We work at the grassroots level throughout the Muslim World to counter violent extremism before it takes hold, to promote tolerance and understanding, and to foster better relations with the United States.
Teaching abroad is a challenging, but rewarding experience and for Unofficial Ambassador Tomoko Ishikawa it is equally both parts. At the Tumekuja School in Zanzibar, Tanzania, Tomoko is thrilled to teach her students mathematics from a one-on-one teaching approach.
Even after a month of teaching and living in Zanzibar I feel that I am still learning and experiencing new things everyday. I am consistently curious and surprised by the Zanzibari living and teaching style.
During my teaching experience at Tumekuja School, I encountered a problem regarding the students’ learning and studying habits and initially struggled to solve the issue. The students’ minimum participation in the class was an issue for me. As I mentioned in the last blog, some non-western cultures tend to prefer hierarchical and collectivist ideas, and from my own personal experiences I consider the culture here in Zanzibar one of them. Students in the classes did not seem to feel comfortable with asking questions; whenever I asked if they understood what was explained on the board, or if they had any questions regarding the lesson materials, almost none or very few responded.
It was hard for me to continue teaching the class because I wanted to make sure that all the students understood what was being taught and could move onto the next lesson. As much as I understood the difference in cultures and the fact that they are not used to being asked to speak in front of the class, as a person whose background is non-western I wanted them to participate. In order to motivate them and make the seventy-minute class more fun I thought to be more engaged with the students since I also come from a non-western background.
To improve the situation, first I talked to Mrs. Bim, a math teacher who had previously taught the same classes as I did and asked her if there were possible solutions. She responded that the situation in the class was the same even when she taught and I had to get used to teaching in a quiet classroom.

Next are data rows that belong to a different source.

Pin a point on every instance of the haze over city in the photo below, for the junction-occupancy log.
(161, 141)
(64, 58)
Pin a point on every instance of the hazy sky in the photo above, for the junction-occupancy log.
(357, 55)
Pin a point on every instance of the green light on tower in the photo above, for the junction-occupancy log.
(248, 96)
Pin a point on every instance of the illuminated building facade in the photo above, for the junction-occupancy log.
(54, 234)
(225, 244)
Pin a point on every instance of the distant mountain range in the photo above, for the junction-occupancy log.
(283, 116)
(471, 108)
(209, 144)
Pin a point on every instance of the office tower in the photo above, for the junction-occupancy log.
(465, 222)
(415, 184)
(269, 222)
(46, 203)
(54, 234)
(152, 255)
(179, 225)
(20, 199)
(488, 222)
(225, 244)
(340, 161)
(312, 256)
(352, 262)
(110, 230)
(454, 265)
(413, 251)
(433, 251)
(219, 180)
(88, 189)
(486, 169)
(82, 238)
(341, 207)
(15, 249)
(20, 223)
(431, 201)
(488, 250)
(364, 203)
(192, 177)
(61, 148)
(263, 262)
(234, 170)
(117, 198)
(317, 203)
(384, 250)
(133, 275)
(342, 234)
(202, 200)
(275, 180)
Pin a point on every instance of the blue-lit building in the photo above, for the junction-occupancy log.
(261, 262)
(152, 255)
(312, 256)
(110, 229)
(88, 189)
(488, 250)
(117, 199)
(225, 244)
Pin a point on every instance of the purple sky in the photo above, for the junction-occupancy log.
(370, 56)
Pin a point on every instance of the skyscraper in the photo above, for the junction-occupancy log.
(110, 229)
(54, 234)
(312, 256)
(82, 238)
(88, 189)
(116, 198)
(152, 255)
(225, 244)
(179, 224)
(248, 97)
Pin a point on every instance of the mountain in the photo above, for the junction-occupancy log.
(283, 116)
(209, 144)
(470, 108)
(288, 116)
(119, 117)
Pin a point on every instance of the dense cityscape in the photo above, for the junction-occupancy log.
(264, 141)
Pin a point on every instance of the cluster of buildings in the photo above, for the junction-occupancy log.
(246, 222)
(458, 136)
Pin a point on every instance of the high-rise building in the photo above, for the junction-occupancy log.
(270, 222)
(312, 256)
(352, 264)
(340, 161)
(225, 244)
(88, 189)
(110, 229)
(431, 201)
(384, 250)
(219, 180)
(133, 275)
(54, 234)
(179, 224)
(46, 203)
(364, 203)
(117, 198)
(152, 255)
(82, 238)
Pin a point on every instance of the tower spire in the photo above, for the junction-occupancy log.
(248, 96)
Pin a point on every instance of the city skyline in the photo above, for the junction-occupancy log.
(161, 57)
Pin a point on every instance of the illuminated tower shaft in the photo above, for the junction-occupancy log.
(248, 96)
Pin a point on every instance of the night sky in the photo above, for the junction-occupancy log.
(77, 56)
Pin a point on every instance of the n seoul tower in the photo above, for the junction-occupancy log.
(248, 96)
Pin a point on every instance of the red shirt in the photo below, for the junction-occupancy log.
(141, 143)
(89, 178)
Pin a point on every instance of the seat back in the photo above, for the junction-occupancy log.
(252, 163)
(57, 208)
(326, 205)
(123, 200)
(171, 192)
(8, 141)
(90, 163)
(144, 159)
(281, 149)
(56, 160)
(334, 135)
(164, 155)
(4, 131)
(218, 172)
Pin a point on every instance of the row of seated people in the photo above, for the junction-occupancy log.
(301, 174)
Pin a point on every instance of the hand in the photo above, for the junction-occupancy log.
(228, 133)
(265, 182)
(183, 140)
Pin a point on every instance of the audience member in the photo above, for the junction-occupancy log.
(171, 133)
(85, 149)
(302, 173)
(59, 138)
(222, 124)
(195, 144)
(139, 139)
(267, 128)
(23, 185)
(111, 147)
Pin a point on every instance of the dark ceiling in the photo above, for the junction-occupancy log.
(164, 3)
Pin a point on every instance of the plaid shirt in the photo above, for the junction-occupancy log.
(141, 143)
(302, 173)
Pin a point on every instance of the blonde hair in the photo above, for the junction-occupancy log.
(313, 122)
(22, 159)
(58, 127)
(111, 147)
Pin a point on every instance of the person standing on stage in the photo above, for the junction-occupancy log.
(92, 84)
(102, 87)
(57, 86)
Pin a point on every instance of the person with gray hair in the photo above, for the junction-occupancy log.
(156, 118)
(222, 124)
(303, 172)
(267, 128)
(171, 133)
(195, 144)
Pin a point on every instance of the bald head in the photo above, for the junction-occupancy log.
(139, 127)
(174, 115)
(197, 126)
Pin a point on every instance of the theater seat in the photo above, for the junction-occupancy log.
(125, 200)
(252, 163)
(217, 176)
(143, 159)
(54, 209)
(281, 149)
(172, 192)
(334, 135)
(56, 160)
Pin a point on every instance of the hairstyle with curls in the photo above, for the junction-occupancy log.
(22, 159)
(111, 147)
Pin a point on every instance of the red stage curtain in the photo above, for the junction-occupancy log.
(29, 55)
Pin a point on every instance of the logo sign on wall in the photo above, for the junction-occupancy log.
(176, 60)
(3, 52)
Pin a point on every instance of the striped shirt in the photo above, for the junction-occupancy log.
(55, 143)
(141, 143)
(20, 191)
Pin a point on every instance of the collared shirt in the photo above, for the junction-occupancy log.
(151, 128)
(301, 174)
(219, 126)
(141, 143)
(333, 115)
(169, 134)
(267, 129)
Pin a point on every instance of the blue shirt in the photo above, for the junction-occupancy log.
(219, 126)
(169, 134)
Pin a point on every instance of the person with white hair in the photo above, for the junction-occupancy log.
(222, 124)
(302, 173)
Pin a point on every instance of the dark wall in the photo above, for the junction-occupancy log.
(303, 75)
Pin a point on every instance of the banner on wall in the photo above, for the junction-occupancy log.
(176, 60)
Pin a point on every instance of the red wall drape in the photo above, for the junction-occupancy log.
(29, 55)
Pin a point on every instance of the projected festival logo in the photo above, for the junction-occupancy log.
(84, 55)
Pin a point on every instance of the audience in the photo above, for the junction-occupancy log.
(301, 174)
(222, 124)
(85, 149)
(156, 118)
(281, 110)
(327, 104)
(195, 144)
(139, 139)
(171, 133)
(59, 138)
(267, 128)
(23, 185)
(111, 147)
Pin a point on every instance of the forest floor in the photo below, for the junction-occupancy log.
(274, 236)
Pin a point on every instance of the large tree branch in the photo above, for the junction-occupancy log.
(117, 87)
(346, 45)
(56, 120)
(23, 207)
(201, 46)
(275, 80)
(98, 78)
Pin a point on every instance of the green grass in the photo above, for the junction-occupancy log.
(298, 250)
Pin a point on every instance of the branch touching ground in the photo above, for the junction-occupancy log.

I decided to ask the same question to the other teachers, but the responses were all the same. Not that I blame the teachers, but I was astonished by the fact that other teachers including Mrs. Bim accepted the lack of an engaged classroom and just continued with the lessons. I tried to come up with a solution and thought what may motivate the student to speak up more. I found that the students might have not realized the importance of expressing their opinions. One day I decided to individually talk to the students, if they understood the materials covered. Some students told me that they are not quite sure what I was teaching and others told me that they don’t understand why they have to raise their hands, etc.
I realized that whether they understood the lessons or not they were shy and chose not raise their hands. I told them the necessity of participating in the class and that’s what they need to do. The day after I talked them, I came into the classroom and started the class. When I asked them questions, I saw a few students raising their hands – which never happened before! It was pleasantly surprised because I actually got to see a change in the student’s mind.
In the beginning my teaching experience was tougher than I expected because of the different culture and different teaching system, but I think because it is challenging, the effort is worth it.